Eric Clapton was perhaps the biggest fanboy of the Bramletts; citing that “Delaney taught me everything I know about singing.” After cutting an album with them (On Tour with Eric Clapton), Clapton formed a group called Derek and the Dominoes that featured four ex-D&B’ers: Bobby Whitlock (keyboards), Carl Radle (bass), Jim Gordon (drums) and guitarist Duane Allman, who played on four of the Bramlett’s seven albums.
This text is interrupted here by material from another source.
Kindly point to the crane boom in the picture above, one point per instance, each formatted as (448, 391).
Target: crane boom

But alas, critics and fellow musicians can’t convince a record company to keep a skilled but underselling band under contract. Indeed, there have been countless “and bands” that make a big splash only to see their record sales slow to a trickle.

Related: “What Happened to the Pop Duo?”

Such was the case of Friend and Lover, which consisted of the husband and wife team, Jim and Cathy Post. Their tune, “Reach Out of the Darkness,” which featured Ray Stevens’ keyboards and strings arrangement, zoomed to the #1 spot in 1968.

Unfortunately, Friend and Lover’s album and career rapidly declined—as did the Post’s marriage which further proves that songs espousing love sung to a spouse is sometimes not a good formula for a good marriage* (*see the Bramletts, George Jones and Tammy Wynette, Richard and Linda Thompson, Sonny and Cher, all of ABBA, etc.).

But maybe it’s not the music the “and bands” made that resulted in dismal record sales. Perhaps it’s the fact that the word “and” is in their group’s name that doomed them to fail.

After all, Buckingham Nicks happily left their band’s name in the dust to join what turned out to be a much more lucrative one: Fleetwood Mac.

-Mark Daponte

Photo: Denny Zager (L) and Rick Evans (R) — publicity photo.